Populistes et libéraux dans sa bataille finale en Pologne: Nawrocki arrive

La Pologne est présentée à la présidence ce mercredi 6 août. L'historien populiste Karol Nawrocki, qui a gagné le 1er juin par surprise devant le libéral Rafał Trzawski, commence son mandat de cinq ans en tant que successeur du doute d'Andrzej. Dans les deux premiers, s'il n'y a pas de changements imprévus, il cohabit avec le libéral Donald Tusk, dont Nawocki dit que c'est « le pire Premier ministre depuis 1989 », c'est-à-dire que les pôles déposent le communisme. Tusk a assuré qu'il ne laissera pas Nawrocki, une fois qu'il a fait passer sa position, « se consacre à saboter politiquement le gouvernement ».

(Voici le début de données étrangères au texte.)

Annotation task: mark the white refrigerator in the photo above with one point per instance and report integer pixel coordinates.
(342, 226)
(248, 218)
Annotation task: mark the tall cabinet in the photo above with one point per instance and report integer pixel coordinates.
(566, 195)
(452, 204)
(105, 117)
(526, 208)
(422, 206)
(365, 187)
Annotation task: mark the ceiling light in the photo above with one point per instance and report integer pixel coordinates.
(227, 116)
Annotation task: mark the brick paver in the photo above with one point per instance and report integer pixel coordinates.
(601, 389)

Ainsi, la bataille décisive entre les populistes (Law and Justice, Pis) et les libéraux (plate-forme civique) en Pologne, qui est prévu comme un accident de trains avec Nawrocki et Tusk en tant que protagonistes. Nawrocki tentera de rendre la législature impossible pour la coalition dirigée par Tusk, et le chef de la plate-forme civique se battra pour qu'à l'automne de 2027, lorsque le législatif sera planifié, les populistes des IP ne reviennent pas au gouvernement.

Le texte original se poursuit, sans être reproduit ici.